Hello, I need help trying to solve this problem in example 2.26 of my Microelectronics Book

" An internally compensated omp amp is specified to have an open loop dc gain of 106dB and a unity gain bandwidth of 3MHz.Find Fb."

Oringally I thought that I could find fb since

ft=wt/(2*Pi)
fb=wb/(2*Pi)

and since wt=open loop dc gain*wb

I thought I could find fb by doing

ft/open loop dc gain=fb

however it turns out the answer is 15Hz

 

Hello, I need help trying to solve this problem in example 2.26 of my Microelectronics Book

" An internally compensated omp amp is specified to have an open loop dc gain of 106dB and a unity gain bandwidth of 3MHz.Find Fb."

Oringally I thought that I could find fb since

ft=wt/(2*Pi)
fb=wb/(2*Pi)

and since wt=open loop dc gain*wb

I thought I could find fb by doing

ft/open loop dc gain=fb

however it turns out the answer is 15Hz

\(20log(A_{0}) = 106 dB\)

\(A_{0} = 199526.23\)

\(f_{t} = A_{0} f_{b}\)

\(f_{b} = \frac{f_{t}}{A_{0}} = 15.04Hz\)

 

\(20log(A_{0}) = 106 dB\)

\(A_{0} = 199526.23\)

\(f_{t} = A_{0} f_{b}\)

\(f_{b} = \frac{f_{t}}{A_{0}} = 15.04Hz\)

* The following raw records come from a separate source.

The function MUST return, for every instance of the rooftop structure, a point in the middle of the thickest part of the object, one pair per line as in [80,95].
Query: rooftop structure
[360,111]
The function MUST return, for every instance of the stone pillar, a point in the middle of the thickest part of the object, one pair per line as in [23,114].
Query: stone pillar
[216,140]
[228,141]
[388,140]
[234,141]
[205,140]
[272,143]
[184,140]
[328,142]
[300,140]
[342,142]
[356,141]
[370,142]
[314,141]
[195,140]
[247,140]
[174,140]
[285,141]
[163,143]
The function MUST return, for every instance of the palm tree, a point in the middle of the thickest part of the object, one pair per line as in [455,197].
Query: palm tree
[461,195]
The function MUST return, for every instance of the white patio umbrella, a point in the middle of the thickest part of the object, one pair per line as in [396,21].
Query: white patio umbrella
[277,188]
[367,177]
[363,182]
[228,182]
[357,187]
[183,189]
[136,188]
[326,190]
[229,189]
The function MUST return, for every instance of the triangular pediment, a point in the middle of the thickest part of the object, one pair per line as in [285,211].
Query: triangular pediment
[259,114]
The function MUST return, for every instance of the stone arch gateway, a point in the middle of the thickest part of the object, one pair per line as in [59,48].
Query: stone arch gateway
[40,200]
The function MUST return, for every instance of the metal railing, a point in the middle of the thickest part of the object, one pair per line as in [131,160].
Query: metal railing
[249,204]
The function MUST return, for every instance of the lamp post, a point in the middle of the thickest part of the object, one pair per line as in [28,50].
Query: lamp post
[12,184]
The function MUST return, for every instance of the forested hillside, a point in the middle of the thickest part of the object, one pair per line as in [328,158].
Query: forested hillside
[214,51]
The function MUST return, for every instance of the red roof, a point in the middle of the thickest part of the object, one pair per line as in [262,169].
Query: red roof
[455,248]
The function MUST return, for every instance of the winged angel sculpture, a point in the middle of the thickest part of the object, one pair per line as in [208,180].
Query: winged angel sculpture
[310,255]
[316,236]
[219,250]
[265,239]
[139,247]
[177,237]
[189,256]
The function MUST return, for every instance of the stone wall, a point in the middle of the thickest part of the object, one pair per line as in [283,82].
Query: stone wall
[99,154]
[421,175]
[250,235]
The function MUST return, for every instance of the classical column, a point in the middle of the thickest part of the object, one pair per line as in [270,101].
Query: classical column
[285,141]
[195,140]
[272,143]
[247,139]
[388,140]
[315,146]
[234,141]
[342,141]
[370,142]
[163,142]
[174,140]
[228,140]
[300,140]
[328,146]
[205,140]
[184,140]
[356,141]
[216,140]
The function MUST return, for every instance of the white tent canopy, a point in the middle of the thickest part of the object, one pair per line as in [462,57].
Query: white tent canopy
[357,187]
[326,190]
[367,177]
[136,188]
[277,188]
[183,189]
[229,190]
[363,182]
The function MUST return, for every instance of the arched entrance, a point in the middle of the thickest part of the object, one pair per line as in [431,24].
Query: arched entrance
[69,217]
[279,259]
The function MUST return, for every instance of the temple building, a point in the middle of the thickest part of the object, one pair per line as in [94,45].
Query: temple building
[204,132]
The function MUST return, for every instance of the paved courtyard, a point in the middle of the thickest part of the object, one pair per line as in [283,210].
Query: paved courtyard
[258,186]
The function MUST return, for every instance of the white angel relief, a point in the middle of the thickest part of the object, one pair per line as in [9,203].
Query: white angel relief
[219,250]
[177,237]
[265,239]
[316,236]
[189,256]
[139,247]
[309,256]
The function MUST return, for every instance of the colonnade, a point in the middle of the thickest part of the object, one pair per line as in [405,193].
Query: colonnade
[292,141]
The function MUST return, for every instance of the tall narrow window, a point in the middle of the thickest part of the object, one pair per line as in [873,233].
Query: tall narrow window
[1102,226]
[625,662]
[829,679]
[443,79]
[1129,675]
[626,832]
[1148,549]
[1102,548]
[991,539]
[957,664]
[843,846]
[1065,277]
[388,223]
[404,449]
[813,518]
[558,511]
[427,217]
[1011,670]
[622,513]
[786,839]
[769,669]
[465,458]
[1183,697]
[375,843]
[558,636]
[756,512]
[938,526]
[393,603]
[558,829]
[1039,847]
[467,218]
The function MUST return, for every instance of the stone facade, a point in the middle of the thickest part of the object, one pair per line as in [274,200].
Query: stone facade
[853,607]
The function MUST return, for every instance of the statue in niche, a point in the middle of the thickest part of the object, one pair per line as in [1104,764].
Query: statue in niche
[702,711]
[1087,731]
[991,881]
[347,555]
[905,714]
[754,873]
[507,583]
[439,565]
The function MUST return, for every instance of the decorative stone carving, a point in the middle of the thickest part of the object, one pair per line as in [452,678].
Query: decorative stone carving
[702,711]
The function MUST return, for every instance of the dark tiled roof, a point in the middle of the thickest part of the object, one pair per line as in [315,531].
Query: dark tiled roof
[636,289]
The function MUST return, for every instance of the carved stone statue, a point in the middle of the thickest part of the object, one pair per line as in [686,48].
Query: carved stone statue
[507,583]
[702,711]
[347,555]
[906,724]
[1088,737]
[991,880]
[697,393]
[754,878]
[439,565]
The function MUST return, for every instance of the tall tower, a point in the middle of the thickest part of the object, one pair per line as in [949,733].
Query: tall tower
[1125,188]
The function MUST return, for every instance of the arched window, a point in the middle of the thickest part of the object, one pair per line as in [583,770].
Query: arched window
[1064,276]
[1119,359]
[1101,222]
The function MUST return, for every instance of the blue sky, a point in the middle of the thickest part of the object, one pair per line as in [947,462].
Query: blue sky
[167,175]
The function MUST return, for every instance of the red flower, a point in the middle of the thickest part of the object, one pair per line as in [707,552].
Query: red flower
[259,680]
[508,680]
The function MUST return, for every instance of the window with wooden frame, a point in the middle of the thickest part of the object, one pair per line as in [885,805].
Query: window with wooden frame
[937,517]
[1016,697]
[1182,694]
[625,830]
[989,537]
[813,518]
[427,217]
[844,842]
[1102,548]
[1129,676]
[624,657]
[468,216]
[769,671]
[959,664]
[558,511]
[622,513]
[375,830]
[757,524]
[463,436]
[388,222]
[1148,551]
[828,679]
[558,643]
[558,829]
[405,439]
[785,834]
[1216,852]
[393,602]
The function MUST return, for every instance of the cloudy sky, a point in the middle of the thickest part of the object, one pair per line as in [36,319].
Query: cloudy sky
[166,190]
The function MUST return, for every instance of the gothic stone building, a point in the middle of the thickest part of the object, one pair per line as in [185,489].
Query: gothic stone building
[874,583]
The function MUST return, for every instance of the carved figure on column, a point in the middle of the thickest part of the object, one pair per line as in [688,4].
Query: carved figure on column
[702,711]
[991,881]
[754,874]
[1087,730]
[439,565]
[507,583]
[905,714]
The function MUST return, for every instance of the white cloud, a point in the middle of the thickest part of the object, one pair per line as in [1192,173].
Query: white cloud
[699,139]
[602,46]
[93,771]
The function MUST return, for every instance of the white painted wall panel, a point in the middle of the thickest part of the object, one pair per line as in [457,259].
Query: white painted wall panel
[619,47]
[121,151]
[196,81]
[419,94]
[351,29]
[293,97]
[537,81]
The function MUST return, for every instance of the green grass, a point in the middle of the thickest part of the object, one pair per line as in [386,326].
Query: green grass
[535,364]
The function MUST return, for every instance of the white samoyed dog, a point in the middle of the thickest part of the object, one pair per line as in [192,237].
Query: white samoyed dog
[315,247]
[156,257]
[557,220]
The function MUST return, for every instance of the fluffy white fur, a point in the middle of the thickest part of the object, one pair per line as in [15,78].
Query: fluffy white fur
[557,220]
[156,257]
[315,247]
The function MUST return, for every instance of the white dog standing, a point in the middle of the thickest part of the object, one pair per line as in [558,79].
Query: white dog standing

OOO! I was afraid to take 20log(A0) because I did not know whether to multiply the log by 20 or 10 (I read somewhere that the gain of a power amplifer is 10log(power gain)

Thank you so much!

 

You are given the unity-gain frequency in MHz, not Radians/second, so you don't need to worry about conversion. Dividing the unity-gain frequency by the dc loop gain does give about the figure you expect, so are you sure you got the right gain value?

In the usual definition of voltage gain in dB, we calculate 20*log(ratio). (Purists may object to this except where input and output impedances are equal, but that's life.) Assuming this is so, divide the gain in dB by 20 and raise 10 to the answer to get the gain as a number.

Edit: I see others have beaten me to it. Ah well...

 

OOO! I was afraid to take 20log(A0) because I did not know whether to multiply the log by 20 or 10 (I read somewhere that the gain of a power amplifer is 10log(power gain)

Thank you so much!

That is the power gain.

\(\text{Gain} = 10log\left( \frac{P_{out}}{P_{in}} \right) \quad dB\)

For the voltage gain, make the substitution \(P = \frac{V^{2}}{R},\)

\(\text{Gain} = 10log\left( \frac{\frac{V_{out}^{2}}{R_{out}}}{\frac{V_{in}^{2}}{R_{in}}} \right) \quad dB\)

Under the assumption that the input and output impedances are equal(This is usually the case),

\(\text{Gain} = 10log\left( \frac{V_{out}}{V_{in}} \right)^{2} dB\)

\(\Rightarrow \text{Gain} = 20log\left( \frac{V_{out}}{V_{in}} \right) \quad dB \)